[PATCHSET] block: buffered writeback throttling

[Date Prev][Date Next][Thread Prev][Thread Next][Date Index][Thread Index]

 



Since the dawn of time, our background buffered writeback has sucked.
When we do background buffered writeback, it should have little impact
on foreground activity. That's the definition of background activity...
But for as long as I can remember, heavy buffered writers have not
behaved like that. For instance, if I do something like this:

$ dd if=/dev/zero of=foo bs=1M count=10k

on my laptop, and then try and start chrome, it basically won't start
before the buffered writeback is done. Or, for server oriented
workloads, where installation of a big RPM (or similar) adversely
impacts database reads or sync writes. When that happens, I get people
yelling at me.

Results from some recent testing can be found here:

https://www.facebook.com/axboe/posts/10154074651342933

See previous postings for a bigger description of the patchset. Find
the code here:

git://git.kernel.dk/linux-block.git wb-buf-throttle

Note that I rebase this branch when I collapse patches. The
wb-buf-throttle-v8 will remain the same as this version. I know there
are a bunch of folks running this patchset with success, and to that
end, I'm providing 4.6/4.7/4.8 versions of the patchset as well.
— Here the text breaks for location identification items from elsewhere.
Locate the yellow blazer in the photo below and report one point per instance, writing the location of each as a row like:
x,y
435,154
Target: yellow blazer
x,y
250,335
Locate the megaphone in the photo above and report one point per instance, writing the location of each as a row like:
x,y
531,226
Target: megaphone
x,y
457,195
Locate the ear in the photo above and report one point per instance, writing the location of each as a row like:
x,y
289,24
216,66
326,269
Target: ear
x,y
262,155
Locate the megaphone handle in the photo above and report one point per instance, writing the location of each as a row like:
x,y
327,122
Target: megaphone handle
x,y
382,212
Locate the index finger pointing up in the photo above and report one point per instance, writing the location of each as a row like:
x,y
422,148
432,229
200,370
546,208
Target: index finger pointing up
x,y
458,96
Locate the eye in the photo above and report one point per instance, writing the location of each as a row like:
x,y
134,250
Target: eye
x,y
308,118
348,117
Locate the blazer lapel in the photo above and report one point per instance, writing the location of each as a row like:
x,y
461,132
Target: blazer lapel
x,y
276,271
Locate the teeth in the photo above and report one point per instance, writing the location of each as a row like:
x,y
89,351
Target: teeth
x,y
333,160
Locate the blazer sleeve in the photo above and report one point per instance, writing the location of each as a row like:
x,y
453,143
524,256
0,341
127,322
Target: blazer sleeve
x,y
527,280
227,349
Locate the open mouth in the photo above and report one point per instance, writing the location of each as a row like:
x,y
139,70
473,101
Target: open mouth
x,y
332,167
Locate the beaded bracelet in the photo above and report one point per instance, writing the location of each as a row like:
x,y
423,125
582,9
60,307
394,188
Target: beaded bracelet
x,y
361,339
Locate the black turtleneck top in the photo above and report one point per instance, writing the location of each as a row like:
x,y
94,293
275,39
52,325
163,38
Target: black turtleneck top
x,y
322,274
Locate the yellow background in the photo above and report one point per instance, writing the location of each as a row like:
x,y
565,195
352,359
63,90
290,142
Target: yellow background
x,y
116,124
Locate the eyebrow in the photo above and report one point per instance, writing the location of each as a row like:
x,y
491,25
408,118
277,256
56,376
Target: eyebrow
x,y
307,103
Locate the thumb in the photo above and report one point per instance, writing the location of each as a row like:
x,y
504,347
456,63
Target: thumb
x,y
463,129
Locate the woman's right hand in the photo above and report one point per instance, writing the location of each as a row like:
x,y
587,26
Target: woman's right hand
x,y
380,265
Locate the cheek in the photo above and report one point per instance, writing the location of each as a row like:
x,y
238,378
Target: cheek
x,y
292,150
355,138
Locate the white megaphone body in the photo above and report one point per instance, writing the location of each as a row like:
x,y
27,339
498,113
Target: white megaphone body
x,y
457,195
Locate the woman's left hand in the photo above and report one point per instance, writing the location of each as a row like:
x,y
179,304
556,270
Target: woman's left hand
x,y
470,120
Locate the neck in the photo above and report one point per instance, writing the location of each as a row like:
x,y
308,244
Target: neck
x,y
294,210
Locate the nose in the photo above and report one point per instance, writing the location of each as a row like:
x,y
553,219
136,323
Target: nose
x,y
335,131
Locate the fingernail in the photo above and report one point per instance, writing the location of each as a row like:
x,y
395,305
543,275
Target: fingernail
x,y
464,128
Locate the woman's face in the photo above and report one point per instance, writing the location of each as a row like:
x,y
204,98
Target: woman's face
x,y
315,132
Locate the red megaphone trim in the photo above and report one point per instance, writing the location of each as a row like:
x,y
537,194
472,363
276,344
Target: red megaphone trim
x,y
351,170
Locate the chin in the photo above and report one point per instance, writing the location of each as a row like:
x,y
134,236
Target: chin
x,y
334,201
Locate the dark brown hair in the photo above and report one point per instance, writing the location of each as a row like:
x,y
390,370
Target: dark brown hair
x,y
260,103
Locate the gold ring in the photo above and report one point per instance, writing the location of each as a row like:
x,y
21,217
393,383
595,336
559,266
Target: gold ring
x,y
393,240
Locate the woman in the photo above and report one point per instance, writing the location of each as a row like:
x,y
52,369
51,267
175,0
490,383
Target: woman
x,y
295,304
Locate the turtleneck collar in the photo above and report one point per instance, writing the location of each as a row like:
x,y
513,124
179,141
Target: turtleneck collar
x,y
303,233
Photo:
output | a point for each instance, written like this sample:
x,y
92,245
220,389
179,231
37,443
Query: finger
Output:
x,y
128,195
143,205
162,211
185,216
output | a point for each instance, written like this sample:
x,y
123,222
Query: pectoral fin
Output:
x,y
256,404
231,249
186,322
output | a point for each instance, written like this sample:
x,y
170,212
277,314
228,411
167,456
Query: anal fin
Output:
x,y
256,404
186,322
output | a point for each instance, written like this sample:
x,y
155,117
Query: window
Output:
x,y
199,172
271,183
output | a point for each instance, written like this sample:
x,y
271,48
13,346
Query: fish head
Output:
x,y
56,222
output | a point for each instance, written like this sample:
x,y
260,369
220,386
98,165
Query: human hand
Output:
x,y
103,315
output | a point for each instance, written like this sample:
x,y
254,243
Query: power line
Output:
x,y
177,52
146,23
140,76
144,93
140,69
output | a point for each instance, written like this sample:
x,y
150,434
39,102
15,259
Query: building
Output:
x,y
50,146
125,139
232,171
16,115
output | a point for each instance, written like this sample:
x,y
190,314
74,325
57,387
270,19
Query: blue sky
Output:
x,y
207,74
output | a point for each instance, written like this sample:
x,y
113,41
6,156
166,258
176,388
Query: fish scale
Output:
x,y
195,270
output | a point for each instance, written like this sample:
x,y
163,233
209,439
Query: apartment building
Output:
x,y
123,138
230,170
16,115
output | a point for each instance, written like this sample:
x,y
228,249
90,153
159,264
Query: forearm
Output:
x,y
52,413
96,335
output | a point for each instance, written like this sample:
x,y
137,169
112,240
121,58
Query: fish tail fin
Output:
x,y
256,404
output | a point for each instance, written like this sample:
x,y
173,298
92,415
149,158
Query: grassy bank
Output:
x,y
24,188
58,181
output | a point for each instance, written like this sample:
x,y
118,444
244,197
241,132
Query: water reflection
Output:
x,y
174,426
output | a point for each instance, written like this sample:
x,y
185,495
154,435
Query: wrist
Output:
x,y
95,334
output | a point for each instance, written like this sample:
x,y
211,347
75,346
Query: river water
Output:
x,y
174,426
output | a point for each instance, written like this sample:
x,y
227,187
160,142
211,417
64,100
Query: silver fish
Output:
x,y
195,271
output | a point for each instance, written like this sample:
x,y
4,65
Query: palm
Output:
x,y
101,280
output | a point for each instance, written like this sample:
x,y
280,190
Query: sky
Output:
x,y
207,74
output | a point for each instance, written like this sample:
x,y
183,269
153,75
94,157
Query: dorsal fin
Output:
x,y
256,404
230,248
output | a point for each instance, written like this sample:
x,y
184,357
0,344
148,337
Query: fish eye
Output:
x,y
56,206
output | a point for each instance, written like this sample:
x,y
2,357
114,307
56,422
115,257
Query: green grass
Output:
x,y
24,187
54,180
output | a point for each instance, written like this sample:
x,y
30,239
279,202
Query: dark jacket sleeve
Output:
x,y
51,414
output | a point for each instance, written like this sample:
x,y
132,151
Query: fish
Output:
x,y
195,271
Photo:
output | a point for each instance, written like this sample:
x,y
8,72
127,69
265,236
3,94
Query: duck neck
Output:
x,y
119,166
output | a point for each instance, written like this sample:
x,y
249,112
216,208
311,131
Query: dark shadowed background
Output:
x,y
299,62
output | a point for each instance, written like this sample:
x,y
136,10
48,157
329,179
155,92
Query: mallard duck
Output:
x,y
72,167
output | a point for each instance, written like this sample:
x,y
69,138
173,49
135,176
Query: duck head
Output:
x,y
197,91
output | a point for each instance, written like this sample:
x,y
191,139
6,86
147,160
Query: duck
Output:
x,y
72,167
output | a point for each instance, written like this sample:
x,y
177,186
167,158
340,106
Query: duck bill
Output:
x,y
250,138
IMHO, this series is ready to be merged. It's possible to disable
the code through Kconfig options, or just enable it on blk-mq alone,
for instance. The latter is interesting since we don't have any
IO scheduling for blk-mq.

A full patch against 4.9-rc2 can be found here:

http://brick.kernel.dk/snaps/wb-buf-throttle-v8.patch

And 4.6/7/8 versions:

http://brick.kernel.dk/snaps/wb-buf-throttle-v4.6.patch
http://brick.kernel.dk/snaps/wb-buf-throttle-v4.7.patch
http://brick.kernel.dk/snaps/wb-buf-throttle-v4.8.patch

Changes since v7

- Handle kswapd writeback a bit differently, so we don't start it with
  buffered writes. This solved some allocation stall issues that we
  have been seeing internally at Facebook.

- (Only in the 4.9 series) Drop the generic bits, just make it block
  specific. If we want to add this to NFS or in other places, it's
  easy enough to make it generic again. For getting this merged, I
  wanted to keep the footprint lower instead and exclusive to block.
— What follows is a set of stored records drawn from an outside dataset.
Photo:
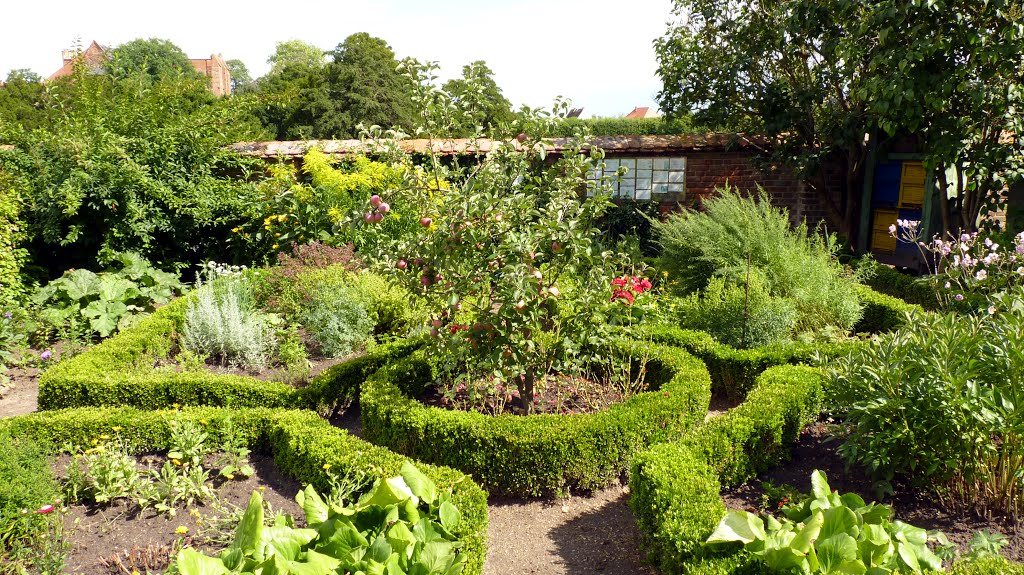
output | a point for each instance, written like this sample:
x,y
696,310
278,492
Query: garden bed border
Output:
x,y
540,454
302,444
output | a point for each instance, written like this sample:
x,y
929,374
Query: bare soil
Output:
x,y
121,538
22,394
573,536
815,451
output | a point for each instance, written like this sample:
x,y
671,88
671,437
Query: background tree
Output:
x,y
241,81
154,58
952,75
478,99
360,85
132,165
22,100
295,52
774,69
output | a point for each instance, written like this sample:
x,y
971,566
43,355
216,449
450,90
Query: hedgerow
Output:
x,y
542,453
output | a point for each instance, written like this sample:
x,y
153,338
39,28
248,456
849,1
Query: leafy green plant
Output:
x,y
337,319
108,301
222,321
829,533
939,401
401,526
102,474
741,316
507,261
734,233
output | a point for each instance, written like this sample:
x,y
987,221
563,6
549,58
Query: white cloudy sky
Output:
x,y
597,53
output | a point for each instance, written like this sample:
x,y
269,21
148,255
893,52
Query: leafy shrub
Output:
x,y
222,321
736,231
402,525
830,533
337,319
28,486
132,166
739,316
939,402
12,253
108,301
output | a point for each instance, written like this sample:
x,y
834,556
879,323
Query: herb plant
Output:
x,y
940,402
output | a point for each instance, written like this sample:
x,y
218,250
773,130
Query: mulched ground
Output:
x,y
120,538
814,452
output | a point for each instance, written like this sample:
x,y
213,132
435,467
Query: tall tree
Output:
x,y
951,74
241,81
479,99
361,85
22,100
295,52
772,68
154,58
822,77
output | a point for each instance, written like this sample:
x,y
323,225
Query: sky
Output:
x,y
598,54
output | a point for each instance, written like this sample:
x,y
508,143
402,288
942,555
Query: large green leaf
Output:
x,y
435,556
192,562
312,505
80,284
419,484
809,533
838,555
450,516
388,492
738,526
839,520
250,529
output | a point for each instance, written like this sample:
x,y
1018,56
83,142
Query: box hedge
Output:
x,y
676,485
542,453
300,442
733,371
123,371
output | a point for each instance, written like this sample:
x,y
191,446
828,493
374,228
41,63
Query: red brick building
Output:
x,y
214,68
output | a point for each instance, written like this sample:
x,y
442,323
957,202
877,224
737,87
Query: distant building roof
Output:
x,y
615,144
645,112
92,56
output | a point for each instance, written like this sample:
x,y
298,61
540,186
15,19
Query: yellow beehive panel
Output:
x,y
911,185
882,240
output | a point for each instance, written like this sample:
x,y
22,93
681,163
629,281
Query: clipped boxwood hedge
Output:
x,y
676,485
300,442
882,312
121,371
733,371
542,453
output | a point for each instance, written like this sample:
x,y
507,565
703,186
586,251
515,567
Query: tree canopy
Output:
x,y
822,78
154,58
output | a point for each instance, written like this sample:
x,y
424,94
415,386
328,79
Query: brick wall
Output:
x,y
708,171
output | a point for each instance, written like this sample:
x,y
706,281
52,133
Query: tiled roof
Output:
x,y
614,144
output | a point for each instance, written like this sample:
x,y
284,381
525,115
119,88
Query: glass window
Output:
x,y
645,177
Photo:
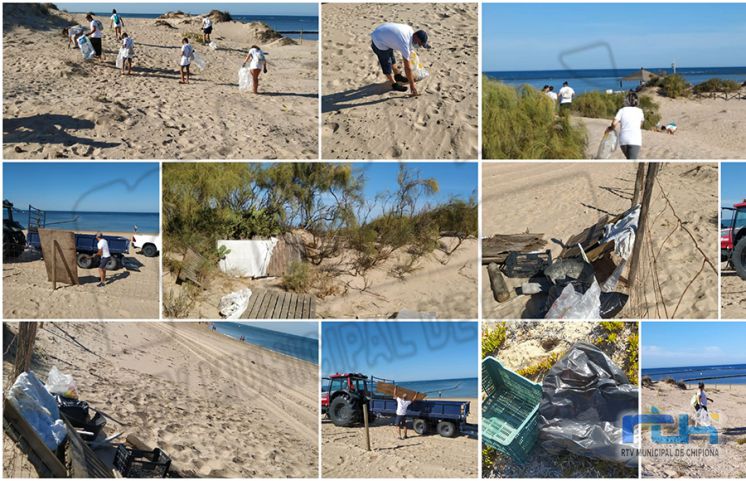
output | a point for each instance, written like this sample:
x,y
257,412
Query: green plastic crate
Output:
x,y
510,410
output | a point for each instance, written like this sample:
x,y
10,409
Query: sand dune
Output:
x,y
431,456
364,119
218,407
560,200
707,129
58,106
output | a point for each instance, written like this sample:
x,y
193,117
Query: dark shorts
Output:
x,y
96,43
385,58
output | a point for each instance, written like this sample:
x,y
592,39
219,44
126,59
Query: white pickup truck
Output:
x,y
149,244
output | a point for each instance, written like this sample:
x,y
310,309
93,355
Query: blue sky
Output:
x,y
532,36
298,328
310,9
99,187
402,351
679,344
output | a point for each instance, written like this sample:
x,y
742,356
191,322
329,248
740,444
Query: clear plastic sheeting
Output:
x,y
233,305
38,408
585,397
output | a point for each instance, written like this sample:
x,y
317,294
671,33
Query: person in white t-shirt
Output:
x,y
257,62
206,30
104,256
187,54
566,95
396,36
402,403
629,118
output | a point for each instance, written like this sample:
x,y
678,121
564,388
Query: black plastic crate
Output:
x,y
134,463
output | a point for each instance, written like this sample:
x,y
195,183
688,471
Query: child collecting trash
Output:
x,y
127,53
187,54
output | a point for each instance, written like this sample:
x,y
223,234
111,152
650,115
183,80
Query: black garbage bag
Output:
x,y
584,399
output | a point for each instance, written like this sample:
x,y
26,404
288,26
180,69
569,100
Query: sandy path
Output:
x,y
560,200
430,456
364,119
218,407
58,106
730,461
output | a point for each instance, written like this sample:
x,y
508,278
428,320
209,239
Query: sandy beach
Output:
x,y
441,284
430,456
730,461
131,291
707,129
364,119
561,200
218,407
56,105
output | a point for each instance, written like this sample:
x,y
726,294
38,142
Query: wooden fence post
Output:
x,y
647,195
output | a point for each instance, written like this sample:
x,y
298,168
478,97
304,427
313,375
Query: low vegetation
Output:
x,y
523,124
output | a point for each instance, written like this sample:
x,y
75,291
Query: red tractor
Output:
x,y
733,237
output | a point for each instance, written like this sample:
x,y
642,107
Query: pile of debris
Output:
x,y
581,283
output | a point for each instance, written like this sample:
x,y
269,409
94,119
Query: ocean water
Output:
x,y
693,372
279,23
299,347
147,222
605,79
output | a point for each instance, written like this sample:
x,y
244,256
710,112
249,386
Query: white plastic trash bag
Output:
x,y
418,70
61,383
38,408
200,62
245,81
234,304
573,305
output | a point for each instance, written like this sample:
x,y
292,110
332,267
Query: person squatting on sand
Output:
x,y
117,23
401,413
396,36
128,52
96,35
630,118
104,255
187,54
257,62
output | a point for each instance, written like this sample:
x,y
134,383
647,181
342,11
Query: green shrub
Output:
x,y
674,86
523,124
717,85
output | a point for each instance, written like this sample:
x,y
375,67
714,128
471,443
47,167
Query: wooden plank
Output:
x,y
60,256
497,247
35,444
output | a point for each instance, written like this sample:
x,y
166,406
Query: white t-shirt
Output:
x,y
94,25
565,94
395,36
103,246
401,406
630,119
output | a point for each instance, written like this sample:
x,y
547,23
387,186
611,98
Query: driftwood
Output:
x,y
497,247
- (Only in the 4.9 series) Add Kconfig options to enable this feature,
  and whether to enable it on single queue, multiqueue, or both.

Changes since v6

- Improve performance of the stats tracking, by reducing int divisions
  through batching.
- Make blk_mq_stat_get() correctly set the right stat time window.
  Use this through the ->is_current() stat op.
- Change the balance_dirty_pages() triggered 'dirty_sleeping' atomic
  into a time stamp. Use this in the throttling code to know if someone
  has slept in bdp() recently, instead of only knowing if a task is
  block there right now.
- Allow negative scaling. This allows us to have a tighter baseline
  setting for better latencies, while allowing us to go a bit deeper
  in queue depth for improved write performance for cases where we
  don't have a mixed workload.
- Add a wbt timer trace point.
- Changing tracing from nanoseconds to microseconds, with the base
  noted.
- Added/improved code commenting.
- Fix the bug in wbc_to_write_flags(). Spotted by Omar.
- Kill the unused SCALE_BITMAP Kconfig setting. Spotted by Omar.
- Rebased to v4.8-rc5

Changes since v5

- Rebased on top of 4.8-rc4, drop parts of the series that is
  now in mainline.
- Fixes for QD=1 devices, should make them perform better.
- Fix for hang with disabling WBT with IO in flight
- Change in the sync issue/completion logic. Previously we
  used whether this IO was tracked or not (eg was a buffered write),
  this has now been changed to just look at reads. This is a better
  metric, and should improve behavior.
- Add some more comments to the code, explaining how it works.

Changes since v4

- Add some documentation for the two queue sysfs files
- Kill off wb_stats sysfs file. Use the trace points to get this info
  now.
- Various work around making this block layer agnostic. The main code
  now resides in lib/wbt.c and can be plugged into NFS as well, for
  instance.
- Fix an issue with double completions on the block layer side.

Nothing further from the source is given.